A proposal for translator and language detector APIs
Other
123 stars 6 forks source link

Highlighting Privacy and User Consent Concerns #5

Closed ahmadalfy closed 6 months ago

ahmadalfy commented 7 months ago

I want to highlight two questions related to the explainer.

Automatic Detection of Supported Languages

Will users be prompted to consent to the browser detecting the languages it supports for translation or it will happen without the user consent? Automatic language detection could potentially reveal sensitive information about users' browsing habits and preferences as mentioned in the privacy section.

Downloading Missing Languages

When the browser needs to download additional language packs for translation, will users be explicitly asked for consent before initiating the download? This is crucial to prevent scenarios where users' device storage is filled with language packs without their consent, potentially leading to privacy concerns and unwanted resource consumption.

I am not sure if implementation details like these should be mentioned in the explainer or not.

domenic commented 6 months ago

Will users be prompted to consent to the browser detecting the languages it supports for translation or it will happen without the user consent? Automatic language detection could potentially reveal sensitive information about users' browsing habits and preferences as mentioned in the privacy section.

Can you explain these privacy concerns further?

The browser already sees all strings that are passed to JavaScript APIs. Such strings are not private to the browser.

Similarly to how we don't ask for user consent to tell the browser about the string "Hello world" when a page does myElement.innerHTML = "Hello world", I don't think we'd ask for user consent when a page does languageDetector.detect("Hello world").

When the browser needs to download additional language packs for translation, will users be explicitly asked for consent before initiating the download? This is crucial to prevent scenarios where users' device storage is filled with language packs without their consent, potentially leading to privacy concerns and unwanted resource consumption.

The privacy issues are being discussed in #3.

The storage issues are not generally covered by user consent, but instead by other UI. For example, right now pages can download ~unlimited large files into the HTTP cache or other storage locations using other web APIs, with no user consent. However, users have control over this via various browser settings, and unused items automatically get cleaned up over time.

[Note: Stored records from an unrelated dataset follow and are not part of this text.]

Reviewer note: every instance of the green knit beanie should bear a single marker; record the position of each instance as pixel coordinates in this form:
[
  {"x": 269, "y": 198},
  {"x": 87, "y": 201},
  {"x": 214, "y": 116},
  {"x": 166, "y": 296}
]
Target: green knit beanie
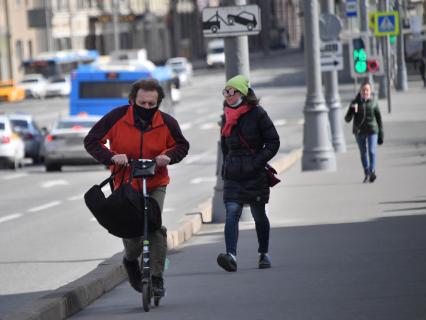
[{"x": 240, "y": 83}]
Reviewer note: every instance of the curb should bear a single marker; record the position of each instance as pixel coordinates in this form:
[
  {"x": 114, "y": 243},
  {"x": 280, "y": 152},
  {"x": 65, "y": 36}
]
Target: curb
[{"x": 75, "y": 296}]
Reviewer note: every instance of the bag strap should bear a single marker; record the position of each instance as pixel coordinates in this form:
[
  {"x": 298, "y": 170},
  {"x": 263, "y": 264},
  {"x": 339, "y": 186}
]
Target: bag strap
[
  {"x": 267, "y": 165},
  {"x": 110, "y": 179},
  {"x": 245, "y": 143}
]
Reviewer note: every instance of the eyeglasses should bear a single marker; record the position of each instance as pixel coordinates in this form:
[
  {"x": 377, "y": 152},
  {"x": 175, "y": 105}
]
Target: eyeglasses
[
  {"x": 150, "y": 104},
  {"x": 229, "y": 92}
]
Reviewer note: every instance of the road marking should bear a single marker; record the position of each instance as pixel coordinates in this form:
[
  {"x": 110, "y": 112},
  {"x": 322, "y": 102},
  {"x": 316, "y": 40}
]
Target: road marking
[
  {"x": 10, "y": 217},
  {"x": 209, "y": 125},
  {"x": 193, "y": 158},
  {"x": 74, "y": 198},
  {"x": 280, "y": 122},
  {"x": 54, "y": 183},
  {"x": 202, "y": 179},
  {"x": 45, "y": 206},
  {"x": 185, "y": 126},
  {"x": 15, "y": 176}
]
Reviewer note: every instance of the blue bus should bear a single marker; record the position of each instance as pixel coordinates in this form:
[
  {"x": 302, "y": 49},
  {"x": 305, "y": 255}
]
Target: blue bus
[
  {"x": 58, "y": 63},
  {"x": 96, "y": 89}
]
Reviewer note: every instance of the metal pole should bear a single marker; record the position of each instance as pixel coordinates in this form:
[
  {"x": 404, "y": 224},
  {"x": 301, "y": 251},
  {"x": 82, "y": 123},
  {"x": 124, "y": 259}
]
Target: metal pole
[
  {"x": 237, "y": 62},
  {"x": 318, "y": 153},
  {"x": 115, "y": 25},
  {"x": 401, "y": 80},
  {"x": 387, "y": 59},
  {"x": 332, "y": 97}
]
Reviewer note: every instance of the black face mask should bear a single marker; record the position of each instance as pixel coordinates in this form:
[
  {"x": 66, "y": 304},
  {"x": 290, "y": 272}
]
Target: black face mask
[{"x": 143, "y": 117}]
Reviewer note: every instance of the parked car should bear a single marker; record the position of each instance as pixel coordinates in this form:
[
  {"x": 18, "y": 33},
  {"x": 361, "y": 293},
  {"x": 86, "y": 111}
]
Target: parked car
[
  {"x": 63, "y": 145},
  {"x": 24, "y": 125},
  {"x": 245, "y": 18},
  {"x": 34, "y": 85},
  {"x": 183, "y": 69},
  {"x": 58, "y": 86},
  {"x": 12, "y": 148},
  {"x": 10, "y": 92}
]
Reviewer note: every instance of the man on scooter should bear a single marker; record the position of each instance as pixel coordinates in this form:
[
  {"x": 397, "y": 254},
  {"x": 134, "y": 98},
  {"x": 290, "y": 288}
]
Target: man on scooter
[{"x": 141, "y": 131}]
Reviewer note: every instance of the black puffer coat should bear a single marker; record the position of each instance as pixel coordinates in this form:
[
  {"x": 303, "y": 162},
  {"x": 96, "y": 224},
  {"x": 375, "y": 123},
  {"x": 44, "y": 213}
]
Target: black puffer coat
[{"x": 245, "y": 180}]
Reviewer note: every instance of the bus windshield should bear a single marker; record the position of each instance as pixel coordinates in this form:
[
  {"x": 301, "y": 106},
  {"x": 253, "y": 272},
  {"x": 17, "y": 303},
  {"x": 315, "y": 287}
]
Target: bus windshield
[{"x": 96, "y": 89}]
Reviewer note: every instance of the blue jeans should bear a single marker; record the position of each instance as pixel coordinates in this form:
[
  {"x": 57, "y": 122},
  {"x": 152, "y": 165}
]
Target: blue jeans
[
  {"x": 367, "y": 147},
  {"x": 233, "y": 214}
]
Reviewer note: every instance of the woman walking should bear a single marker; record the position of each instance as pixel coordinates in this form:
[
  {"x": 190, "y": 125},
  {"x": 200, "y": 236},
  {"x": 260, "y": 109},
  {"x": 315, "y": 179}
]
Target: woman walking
[
  {"x": 248, "y": 140},
  {"x": 367, "y": 128}
]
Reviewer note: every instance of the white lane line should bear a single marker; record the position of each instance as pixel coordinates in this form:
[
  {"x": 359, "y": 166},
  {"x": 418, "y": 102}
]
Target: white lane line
[
  {"x": 280, "y": 122},
  {"x": 185, "y": 126},
  {"x": 209, "y": 125},
  {"x": 74, "y": 198},
  {"x": 54, "y": 183},
  {"x": 15, "y": 176},
  {"x": 10, "y": 217},
  {"x": 193, "y": 158},
  {"x": 202, "y": 179},
  {"x": 45, "y": 206}
]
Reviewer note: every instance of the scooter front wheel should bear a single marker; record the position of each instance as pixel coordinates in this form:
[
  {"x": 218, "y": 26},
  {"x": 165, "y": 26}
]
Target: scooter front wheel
[
  {"x": 146, "y": 296},
  {"x": 157, "y": 301}
]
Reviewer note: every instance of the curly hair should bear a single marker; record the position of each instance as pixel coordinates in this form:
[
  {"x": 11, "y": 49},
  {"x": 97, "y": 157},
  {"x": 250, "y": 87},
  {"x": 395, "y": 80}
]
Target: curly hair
[{"x": 146, "y": 85}]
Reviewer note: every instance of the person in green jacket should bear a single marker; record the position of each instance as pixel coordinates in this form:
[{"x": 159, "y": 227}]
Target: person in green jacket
[{"x": 367, "y": 128}]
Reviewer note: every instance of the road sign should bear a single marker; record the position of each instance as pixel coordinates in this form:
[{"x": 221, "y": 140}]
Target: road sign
[
  {"x": 332, "y": 63},
  {"x": 351, "y": 8},
  {"x": 331, "y": 56},
  {"x": 387, "y": 23},
  {"x": 330, "y": 26},
  {"x": 231, "y": 21}
]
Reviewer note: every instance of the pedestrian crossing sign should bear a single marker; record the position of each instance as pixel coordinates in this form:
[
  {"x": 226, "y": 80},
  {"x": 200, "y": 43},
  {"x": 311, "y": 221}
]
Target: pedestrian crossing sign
[{"x": 386, "y": 23}]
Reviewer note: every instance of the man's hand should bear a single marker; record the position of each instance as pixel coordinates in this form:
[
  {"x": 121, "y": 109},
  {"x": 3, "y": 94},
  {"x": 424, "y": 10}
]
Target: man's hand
[
  {"x": 162, "y": 160},
  {"x": 120, "y": 159}
]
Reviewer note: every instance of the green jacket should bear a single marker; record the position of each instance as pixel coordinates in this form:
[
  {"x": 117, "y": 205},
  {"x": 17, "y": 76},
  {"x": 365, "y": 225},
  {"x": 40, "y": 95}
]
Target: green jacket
[{"x": 368, "y": 119}]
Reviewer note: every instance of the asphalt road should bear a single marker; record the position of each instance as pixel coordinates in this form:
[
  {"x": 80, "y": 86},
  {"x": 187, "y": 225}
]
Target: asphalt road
[{"x": 48, "y": 234}]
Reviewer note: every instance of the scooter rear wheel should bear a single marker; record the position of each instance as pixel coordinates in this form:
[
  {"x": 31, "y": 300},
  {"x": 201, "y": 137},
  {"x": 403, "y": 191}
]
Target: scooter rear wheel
[{"x": 146, "y": 296}]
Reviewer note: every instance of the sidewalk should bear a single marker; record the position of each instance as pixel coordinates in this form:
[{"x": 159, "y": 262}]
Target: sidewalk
[{"x": 341, "y": 249}]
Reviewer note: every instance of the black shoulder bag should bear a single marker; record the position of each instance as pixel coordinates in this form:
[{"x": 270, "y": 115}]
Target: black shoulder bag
[
  {"x": 121, "y": 213},
  {"x": 270, "y": 171}
]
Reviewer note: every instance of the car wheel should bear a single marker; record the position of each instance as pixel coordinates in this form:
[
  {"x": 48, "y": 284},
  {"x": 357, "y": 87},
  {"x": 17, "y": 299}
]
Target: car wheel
[{"x": 52, "y": 166}]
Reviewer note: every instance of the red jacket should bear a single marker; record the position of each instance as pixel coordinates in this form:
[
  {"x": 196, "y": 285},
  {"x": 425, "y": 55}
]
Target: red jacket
[{"x": 118, "y": 128}]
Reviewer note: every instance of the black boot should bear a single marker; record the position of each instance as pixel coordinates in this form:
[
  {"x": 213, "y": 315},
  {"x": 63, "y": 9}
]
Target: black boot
[{"x": 134, "y": 274}]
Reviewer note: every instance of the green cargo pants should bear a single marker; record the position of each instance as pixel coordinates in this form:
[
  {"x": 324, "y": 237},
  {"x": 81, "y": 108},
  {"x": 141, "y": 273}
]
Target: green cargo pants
[{"x": 157, "y": 241}]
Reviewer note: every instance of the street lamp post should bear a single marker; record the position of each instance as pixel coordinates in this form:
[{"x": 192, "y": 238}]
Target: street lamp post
[{"x": 318, "y": 153}]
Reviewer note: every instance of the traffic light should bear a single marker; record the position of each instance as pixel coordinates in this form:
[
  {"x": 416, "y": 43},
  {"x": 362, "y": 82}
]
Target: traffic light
[
  {"x": 359, "y": 56},
  {"x": 362, "y": 63}
]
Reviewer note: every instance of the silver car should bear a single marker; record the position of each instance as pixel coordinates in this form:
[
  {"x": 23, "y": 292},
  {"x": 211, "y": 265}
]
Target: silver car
[{"x": 64, "y": 143}]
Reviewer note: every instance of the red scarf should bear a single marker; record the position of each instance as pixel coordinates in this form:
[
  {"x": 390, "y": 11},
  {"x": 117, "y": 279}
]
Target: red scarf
[{"x": 232, "y": 115}]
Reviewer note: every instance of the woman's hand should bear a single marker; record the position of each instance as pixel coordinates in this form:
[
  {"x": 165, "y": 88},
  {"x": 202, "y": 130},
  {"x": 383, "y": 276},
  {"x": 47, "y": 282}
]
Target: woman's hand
[{"x": 120, "y": 159}]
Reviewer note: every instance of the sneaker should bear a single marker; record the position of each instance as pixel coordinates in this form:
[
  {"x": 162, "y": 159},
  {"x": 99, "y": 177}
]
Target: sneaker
[
  {"x": 133, "y": 273},
  {"x": 158, "y": 286},
  {"x": 227, "y": 262},
  {"x": 264, "y": 261}
]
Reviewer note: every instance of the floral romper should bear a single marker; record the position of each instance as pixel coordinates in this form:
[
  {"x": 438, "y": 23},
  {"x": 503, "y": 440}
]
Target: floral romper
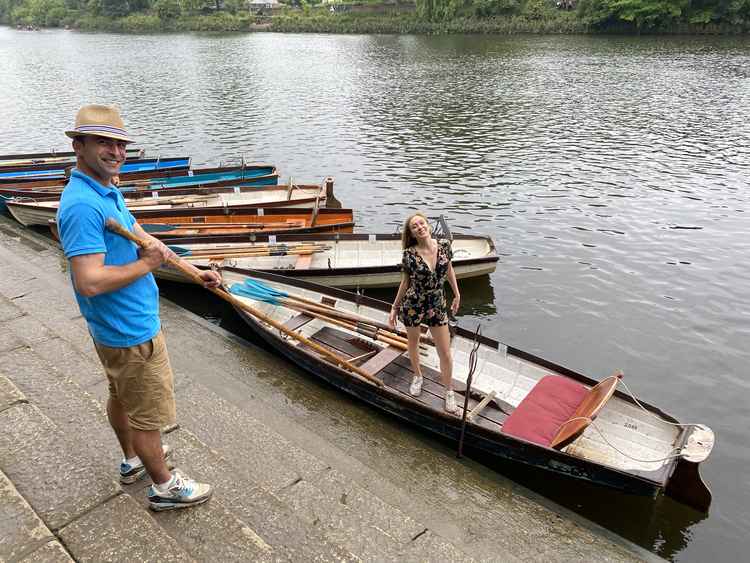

ahmadalfy commented 6 months ago

Regarding the first point, I intended to convey that the canTranslate feature can be utilized to iterate through all available languages, enabling detection of supported languages. This functionality could potentially be employed for fingerprinting purposes. I envision a prompt similar to those used for geolocation or clipboard access, where users are informed that the website wishes to determine if their browser supports translation to, for instance, Japanese. This concerns the capabilities of the browser, not the strings passed to the API.

Regarding the storage concern, you are correct; however, this issue isn't specific to individual websites, as the dictionaries utilized for translations ought to be shared resources. My point is that a website could inadvertently download unnecessary dictionaries from the browser vendor, leading to excessive use of user storage. Somehow the user should be aware of that.

I hope this clarifies my points. Feel free to ask for further elaboration if needed.

domenic commented 6 months ago

OK. Regarding your first point, that is discussed in #3.

Regarding your second point, we don't have any plans to do anything different than other storage APIs for this storage.

I'll close this issue then, since it seems like most of the concerns here are covered by #3.